This long tradition is one of the remaining reminders of the possibility of an equal society. Among the Ndau ethnic group, communal functions are often attended by large numbers of people. At these events, be it a wedding, funeral or any such big gathering, food is often served to attendees. The large numbers cannot be served on ceramic or plastic plates or in bowls, so, their beef tripe, soup, corn or vegetables are put on “mahwauro”, fresh banana leaves.
The Ndau people are found in Chimanimani, eastern Zimbabwe. They are united by a common tongue Shona. “Everyone eating meals on banana leaves – rich or poor – at a public occasion is our way of visualising a fair society,” says John Muchadziya, a prominent local chief in Rusitu village of eastern Zimbabwe. “It’s a tradition that I think is over 50 years old. Much of it has got to do with the fact that bananas and other fruits grow lavishly here in Chimanimani.”
Chimanimani, located along the border with Mozambique, receives some of the country’s highest rainfall, and its lush dark red soils are perfect for raising bananas, avocados, pineapples and other fruits. The use of fresh banana leaves is therefore tied to the availability of this natural substitute.
The Ndau people have grown to attribute this tradition to being a motif for equality in their society. As the gap between the rich and poor continually grows bigger, such rare occasions like eating together no matter if rich or poor represents something meaningful.
Jaibhesi Manhando, a local sociology teacher in Chimanimani, believes that the practice of eating meals on banana leaves is not just out of tradition. It is also a result of widespread poverty. For long, it was almost impossible for anyone holding a mass public event to have enough crockery to serve hundreds of people at funerals, weddings or family marriage ceremonies. Despite her beautiful weather and fertile soils suitable for agriculture, Chimanimani, remains one of Zimbabwe’s poorest districts.

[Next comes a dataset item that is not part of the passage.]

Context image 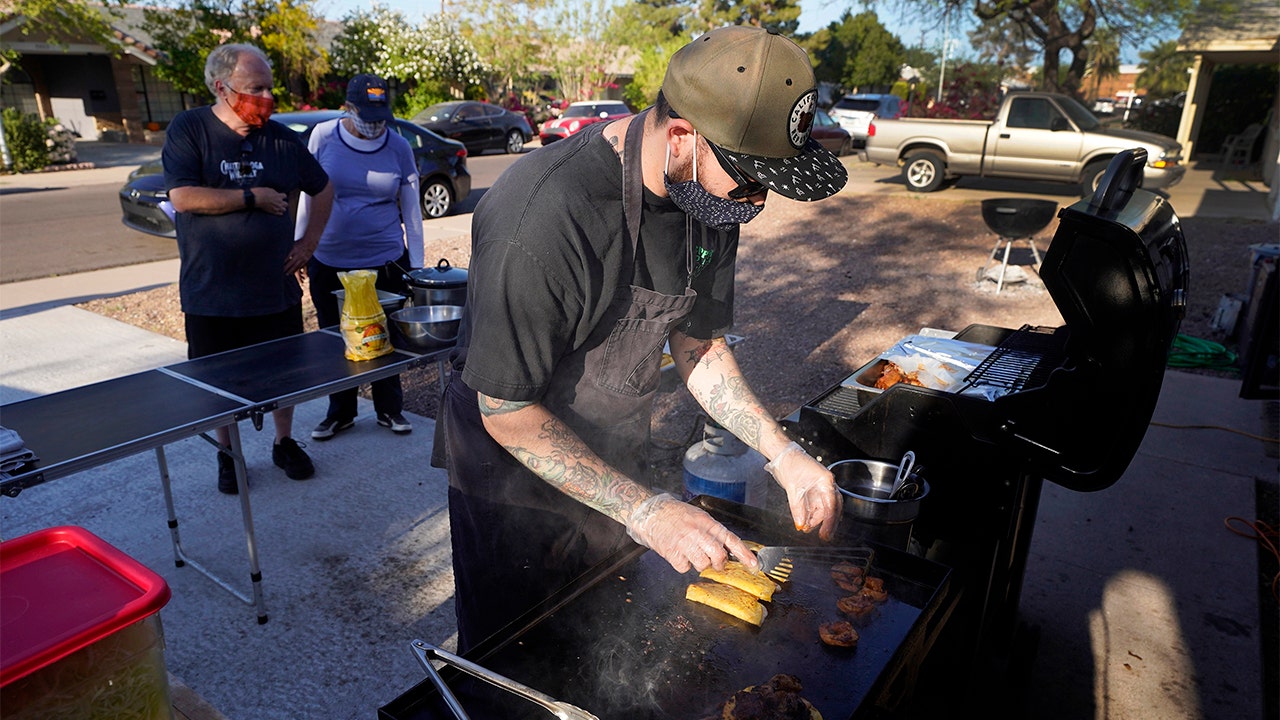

For many Zimbabweans around the world, eating meals off mahwauro is melancholic. For Sibongile Ziyebangwa, a London based nurse who grew up in Chimanimani, it is immaterial what may have given birth to the tradition. She says: “Whatever it is – I enjoy dishing out my goat tripe and soup and yam pudding on green banana leaves. It has that organic mealtime feeling you won’t find anywhere in the world.” She adds: “I make sure once every year I fly back home to Zimbabwe to enjoy fabulous traditions like these and so many others – and of course the food!”